If third-party cookies are removed, the tracking parties will just ask web sites to include the script on their web server, so their cookies become "first party" again. I don't understand how this helps the web unless protections against tracking itself, not the methods used, are established.
There are also trust issues the other way. I've seen a lot of contention between developers and security teams and marketing about putting third party code or proxying third party domains on the first party site for analytics, tracking, ad attribution, etc.
There's all kinds of cryptography available for solving trust problems. I guarantee you that within six months of third party cookies being removed someone will have built an impression signing system that is satisfactory to both the ad companies and the server owners.
I doubt that. Their script could as well be "fetch that script from that URL and run it". They would have fraud detections already in place on their side regardless of which script runs on the client.
but this request could be faked, if the first party wanted to fake the traffic (for example, to make ad revenue). This third party cookie is what prevents this faking at this moment.
That's vastly more expensive, though. Now you have to run extra servers to make outbound connections to the ad tracker's API server instead of turfing off all the work to visitors. It would be enough to significantly affect the ad market.
I don't think it's that expensive to do. All it takes is one well written package that is easy to install and this will be come standard.
I could even see a data broker centralizing this and distributing tracking to all of their clients. The client would just need to communicate with the central broker, which is not hard at all.
You also get to do it on your fast cloud backend infrastructure instead of the end-users home computer and ISP. They will appreciate the increase in page load speed and overall responsiveness, and as a bonus they can't use ad blockers or hostfile tricks anymore.
Embedding 3rd party JS as first party is a security nightmare or a wet dream for malvertising and already here, eg. via extra DNS records lifting ad servers into the first party.
I think many adtech companies (at least in affiliate marketing) use redirects because third party cookies are unreliable and redirects make all the cookies first party. As mentioned elsewhere, they’ve also been switching to proxies and other such techniques to make it even harder to block their tracking endpoints.
> include the script on their web server, so their cookies become "first party" again.
That script would execute with the origin of the server. It's access to resources and /shared state/ would be hampered by this. So as a cross-site tracking strategy I don't think this works.

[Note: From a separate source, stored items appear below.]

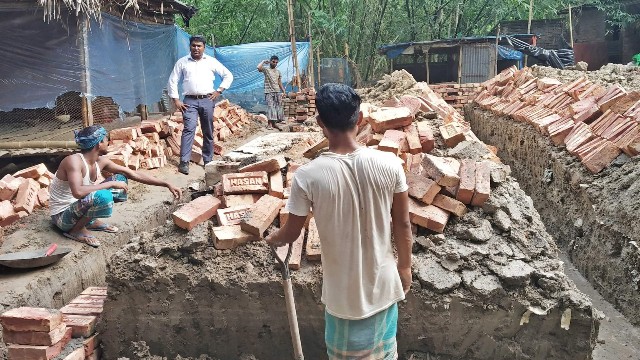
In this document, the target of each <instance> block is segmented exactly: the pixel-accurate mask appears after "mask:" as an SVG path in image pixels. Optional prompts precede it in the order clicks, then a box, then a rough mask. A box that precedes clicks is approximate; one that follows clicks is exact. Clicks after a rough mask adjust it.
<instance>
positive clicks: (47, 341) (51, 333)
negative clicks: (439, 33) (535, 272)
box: [2, 323, 67, 346]
mask: <svg viewBox="0 0 640 360" xmlns="http://www.w3.org/2000/svg"><path fill="white" fill-rule="evenodd" d="M66 333H67V326H66V325H65V324H64V323H61V324H60V325H58V327H56V328H55V329H53V330H51V331H49V332H45V331H12V330H7V329H5V330H4V331H3V332H2V338H3V340H4V342H5V343H6V344H15V345H39V346H51V345H53V344H56V343H57V342H58V341H60V340H62V338H63V337H64V336H65V334H66Z"/></svg>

> I don't understand how this helps the web unless protections against tracking itself, not the methods used, are established.
Which is why I think state partitioning[0] and CHIPs[1] are good technologies. It allows previously existing standards, like cookies, to continue to exist and function mostly as expected, but provides the user a good amount of default security against cross site trackers and other malware.
Your point is pretty useless, as you assume the web server admins want to be more secure. The opposite is the case, usually they deliberately open up their security model to accomodate 3rd party tracking scripts. For example, Content-Security-Policy headers can effectively prevent all sorts of xss attacks, but they will also prevent 3rd party tracking scripts etc.
You've misunderstood my point. It's not what the server admins want it's what the security policy will allow. If two sites, on two different domains, both use the same script, served directly from their domains, it creates absolutely no workaround for third party cookies. This is because the two sites have different origins. CSP does not create a bypass in this case.
This doesn’t actually help. If you consider Prebid, Criteo already has js running on the site serving the ads, but that js has no mechanism to figure out whether the user has something in their cart and is eligible for retargeting.
The workaround is looking more and more like IP, fingerprinting, and AI. I’d argue this is worse than 3p cookies, which were at least dumb and easy to clear.
Proxies for analytics are already a thing. E.g. plausable shows you how to set one up. A 3rd party cookie can however be the same value sent again and again from the same browser from different sites to the central server tracking you across the web. The global who you are is in the cookie.